Nothing makes sense in this picture. The killer's motives are stupid, the clues are ludicrous, and the implications of unfinished plot threads are worse. What of Amelia's boyfriend? Does she learn through her struggles to commit to a relationship? I dunno, but she certainly became more comfortable with molesting comatose cripples. Does Lincoln learn to value life more? Apparently, but it's only so that the movie can end on the cheesiest, stupidest Christmas ending I ever fucking saw. Amelia's depression and old traumas are only ever alluded to, yet her whole character seems to hang on them. Is she now at peace with her father's suicide, and can she go forward in life? God knows, but she looks hot in a slinky black dress while putting presents under Rhyme's tree. 

So glad we got over our individual traumas,
thanks to the magic of crime-solving
 and Christmas.

And if all of this didn't seem vapid and tone-deaf enough, guess what song they chose for the closing credits? Don't Give Up by Peter Gabriel and Kate Bush! The musical tone and the themes of the song only fit this movie in the loosest sense, and it reminds me of those god-awful slow, belting versions of songs that Celine Dion or whoever would sing at the end of '90s Disney movies. There is an old TV movie from about the same time called Perfect Body, starring former Power Ranger Amy Jo Johnson, about a gymnast training to Olympic standard, who develops an eating disorder. After all the trouble and trauma this causes her, the final scene is of the girl in a dimly-lit gym, once again mounting the horse, while Don't Give Up plays softly in the background.
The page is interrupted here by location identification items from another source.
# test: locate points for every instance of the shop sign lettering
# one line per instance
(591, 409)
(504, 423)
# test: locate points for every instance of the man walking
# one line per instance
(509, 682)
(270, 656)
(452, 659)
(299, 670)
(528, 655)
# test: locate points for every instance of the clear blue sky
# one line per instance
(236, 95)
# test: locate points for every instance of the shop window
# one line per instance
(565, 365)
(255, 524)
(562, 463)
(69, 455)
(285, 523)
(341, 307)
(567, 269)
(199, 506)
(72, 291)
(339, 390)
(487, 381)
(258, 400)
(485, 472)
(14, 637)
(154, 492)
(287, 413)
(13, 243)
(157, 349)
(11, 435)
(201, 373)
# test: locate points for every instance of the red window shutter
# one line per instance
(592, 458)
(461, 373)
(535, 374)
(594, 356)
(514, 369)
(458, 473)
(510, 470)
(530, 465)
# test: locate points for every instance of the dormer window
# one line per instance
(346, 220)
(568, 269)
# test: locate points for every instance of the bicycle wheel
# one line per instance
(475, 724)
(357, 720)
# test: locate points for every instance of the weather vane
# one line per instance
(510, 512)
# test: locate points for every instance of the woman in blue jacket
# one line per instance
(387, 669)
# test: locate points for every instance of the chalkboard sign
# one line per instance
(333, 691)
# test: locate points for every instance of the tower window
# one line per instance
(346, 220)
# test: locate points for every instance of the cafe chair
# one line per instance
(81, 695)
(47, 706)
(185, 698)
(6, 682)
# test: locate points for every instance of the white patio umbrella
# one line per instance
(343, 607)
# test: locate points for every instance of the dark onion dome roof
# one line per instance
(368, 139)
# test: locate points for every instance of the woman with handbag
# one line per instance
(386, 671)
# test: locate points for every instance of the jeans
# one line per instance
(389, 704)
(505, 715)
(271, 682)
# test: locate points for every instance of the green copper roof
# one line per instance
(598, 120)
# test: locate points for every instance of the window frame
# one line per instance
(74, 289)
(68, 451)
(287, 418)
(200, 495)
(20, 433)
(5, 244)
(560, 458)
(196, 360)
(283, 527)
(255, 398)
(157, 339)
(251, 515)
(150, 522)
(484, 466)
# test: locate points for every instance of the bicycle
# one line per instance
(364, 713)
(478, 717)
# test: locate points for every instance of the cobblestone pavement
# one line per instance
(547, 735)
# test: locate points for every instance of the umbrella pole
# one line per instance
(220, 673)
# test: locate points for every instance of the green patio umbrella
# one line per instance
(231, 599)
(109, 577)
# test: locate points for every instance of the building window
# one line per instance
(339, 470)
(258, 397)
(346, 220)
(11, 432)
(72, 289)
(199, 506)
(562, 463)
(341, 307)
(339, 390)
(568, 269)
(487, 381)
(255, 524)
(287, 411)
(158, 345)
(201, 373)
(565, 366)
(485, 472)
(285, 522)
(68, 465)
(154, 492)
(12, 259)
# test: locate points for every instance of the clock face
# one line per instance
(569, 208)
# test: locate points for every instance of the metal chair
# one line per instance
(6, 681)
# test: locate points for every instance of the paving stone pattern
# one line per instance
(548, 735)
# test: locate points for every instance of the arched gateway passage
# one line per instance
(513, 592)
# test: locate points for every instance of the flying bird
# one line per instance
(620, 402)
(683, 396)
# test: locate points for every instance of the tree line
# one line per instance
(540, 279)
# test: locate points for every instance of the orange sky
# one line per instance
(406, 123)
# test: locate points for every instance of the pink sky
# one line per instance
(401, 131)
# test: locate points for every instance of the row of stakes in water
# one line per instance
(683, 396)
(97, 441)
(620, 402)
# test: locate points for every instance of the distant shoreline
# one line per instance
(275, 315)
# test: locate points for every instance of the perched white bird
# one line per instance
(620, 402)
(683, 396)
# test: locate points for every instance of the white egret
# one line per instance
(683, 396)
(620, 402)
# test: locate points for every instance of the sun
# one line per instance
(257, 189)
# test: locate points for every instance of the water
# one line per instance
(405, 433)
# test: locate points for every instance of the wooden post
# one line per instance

That movie uses the song perfectly, but The Bone Collector left me baffled with this choice.

Roger Ebert once said that the cast of The Bone Collector was too good for the material, and now I absolutely get what he was saying. I watched this with five or six people, all of whom recognised some of the character actors. This movie strikes me as a strictly Paycheck Picture. I'm sure it was largely forgotten six months after its release, and if not for the odd TV rerun, it would be a footnote on many successful actors' resumes.